2026年のF1勢力図が見えてきた!? テストのベストタイム&周回数データ総覧。メルセデスとフェラーリが主役か……アストン・ホンダ大苦戦

レギュレーションの大幅変更のあった2026年シーズンのF1は、バルセロナとバーレーンで計3回、計11日間のプレシーズンテストが実施された。近年でこれほどの日数でテスト日程が組まれるのは異例であり、バルセロナでの最初のテストは非公開のシェイクダウンテストと銘打たれ、各チームは5日間の内最大3日間を活用して、新世代F1マシンの初期チェックに充てた。
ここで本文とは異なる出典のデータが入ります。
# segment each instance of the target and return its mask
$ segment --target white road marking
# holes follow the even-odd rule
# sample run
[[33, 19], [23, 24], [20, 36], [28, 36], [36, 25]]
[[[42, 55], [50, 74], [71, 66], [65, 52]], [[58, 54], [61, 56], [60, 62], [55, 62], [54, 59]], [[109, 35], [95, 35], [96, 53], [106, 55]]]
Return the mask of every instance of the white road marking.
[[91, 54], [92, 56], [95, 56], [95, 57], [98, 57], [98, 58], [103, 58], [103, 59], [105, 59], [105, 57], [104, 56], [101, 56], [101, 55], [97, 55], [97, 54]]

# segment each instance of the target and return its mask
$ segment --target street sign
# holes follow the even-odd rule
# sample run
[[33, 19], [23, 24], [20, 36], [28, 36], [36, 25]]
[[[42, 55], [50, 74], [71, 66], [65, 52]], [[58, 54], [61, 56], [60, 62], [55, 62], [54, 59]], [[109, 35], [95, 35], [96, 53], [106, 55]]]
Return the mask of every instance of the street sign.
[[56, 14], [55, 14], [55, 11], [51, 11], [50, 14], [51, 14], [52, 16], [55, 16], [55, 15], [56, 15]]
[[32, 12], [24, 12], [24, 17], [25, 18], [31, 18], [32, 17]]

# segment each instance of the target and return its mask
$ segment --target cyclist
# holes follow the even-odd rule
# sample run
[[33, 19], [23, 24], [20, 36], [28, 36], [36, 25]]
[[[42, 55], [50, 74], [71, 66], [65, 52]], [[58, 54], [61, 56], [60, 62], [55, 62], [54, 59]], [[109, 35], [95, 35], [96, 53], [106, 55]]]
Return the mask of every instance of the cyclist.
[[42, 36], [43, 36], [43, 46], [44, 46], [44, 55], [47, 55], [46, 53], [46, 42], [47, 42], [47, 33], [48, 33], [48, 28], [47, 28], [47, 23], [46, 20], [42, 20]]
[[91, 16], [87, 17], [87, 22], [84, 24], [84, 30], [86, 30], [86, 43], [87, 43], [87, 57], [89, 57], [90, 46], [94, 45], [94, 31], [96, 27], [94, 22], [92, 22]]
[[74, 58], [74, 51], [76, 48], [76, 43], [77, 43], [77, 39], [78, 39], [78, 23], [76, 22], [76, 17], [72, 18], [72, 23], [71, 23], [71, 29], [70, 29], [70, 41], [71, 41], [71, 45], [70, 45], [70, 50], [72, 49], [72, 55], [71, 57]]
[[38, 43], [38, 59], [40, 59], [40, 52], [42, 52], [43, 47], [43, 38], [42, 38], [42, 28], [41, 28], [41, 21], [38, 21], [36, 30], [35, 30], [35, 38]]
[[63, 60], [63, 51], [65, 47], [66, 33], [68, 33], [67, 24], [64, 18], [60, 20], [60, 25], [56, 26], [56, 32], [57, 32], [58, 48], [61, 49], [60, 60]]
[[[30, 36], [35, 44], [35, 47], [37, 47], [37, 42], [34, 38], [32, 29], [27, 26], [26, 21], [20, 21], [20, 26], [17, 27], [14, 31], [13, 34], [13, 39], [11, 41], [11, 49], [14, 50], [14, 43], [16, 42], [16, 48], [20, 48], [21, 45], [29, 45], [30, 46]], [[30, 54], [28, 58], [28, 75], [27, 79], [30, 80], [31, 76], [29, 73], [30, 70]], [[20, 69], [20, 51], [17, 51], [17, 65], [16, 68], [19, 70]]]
 これだけ多く周回を重ねたとはいえ、あくまでテストはテスト。本当の勢力図はシーズンが開幕してみないと分からないのが常だ。ただそれでも、テストで各車が記録したベストタイムや周回数のデータを見ていくと、順調にテストを進めたチームとそうでないチームが浮かび上がってくる。今回はそういった各種データを通して、各陣営の仕上がりを確認していく。



■フェラーリ速し

 もし、テストのタイム通りの勢力図になるのだとしたら、フェラーリは復活を果たすことになる。2024年にはコンストラクターズチャンピオンまであと一歩というところに迫ったフェラーリだが、昨年は未勝利でランキング4位。ただ今回のテストは、バルセロナテストでルイス・ハミルトンが、バーレーンテストでシャルル・ルクレールが総合トップタイムをマークした。しかもルクレールのタイムは、2番手以下にコンマ8秒もの差をつけている。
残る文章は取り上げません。